2. Estrogen increases, liver enzymes are slowed. No big problem for some, at this stage.

3. Continue to take fin, now speaking for people who gain sides or crash on drug and never recover.
   Testerosterone/estrogen get higher, body sensors to much hormone so down regulates (Shuts down) (lh, fsh, adrenal hormones, vit d)

4. Others quit fin, make full recovery testosterone starts getting converted back to DHT rather than estrogen. Liver enzymes are still slow. Body sensors way to much steroid hormone as it is not being degraded fast enough, so it regulates hormone levels by “shutting down”.

5. cyp3a4 inhibitors may give us a brief boost, due to an increase of hormone before the body regulates again, potentially making us worse ie Milk Thistle, some antibiotics, marijuana.

6. Testosterone boosters may help, TRT, Clomid, because you will get a boost of testosterone, then the body regulates.

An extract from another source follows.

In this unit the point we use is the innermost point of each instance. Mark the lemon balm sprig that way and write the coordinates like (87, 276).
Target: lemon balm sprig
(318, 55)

7. So the slow liver metabolism of steroid hormones has caused an increase in blood levels which the body has sensored and then regulated, which is actually to low.

The degree of shut down can be explained by the degree of sides, how badly each individual is effected.

jpet.aspetjournals.org/content/311/2/728.full

dmd.aspetjournals.org/content/30/5/534.full.pdf

Regulates what, how? I think we can rule out TRT shutting down production and therefore causing problems, especially if you have regular blood tests (or had hypogonadism before taking Fin).

Then that should be detected in a blood test and corrected with TRT. Isnt this just called secondary hypogonadism?

The idea I EVENTUALLY developed was that the end metabolism (not production) of testosterone could cause our problems, but this must be due to an increase of enzymes activity. This is supported by the medical literature - in fact it has been used as a way to shrink prostates of rats.

Although it is in fact a new form of hypogonadism I know of no disease states can cause this to happen.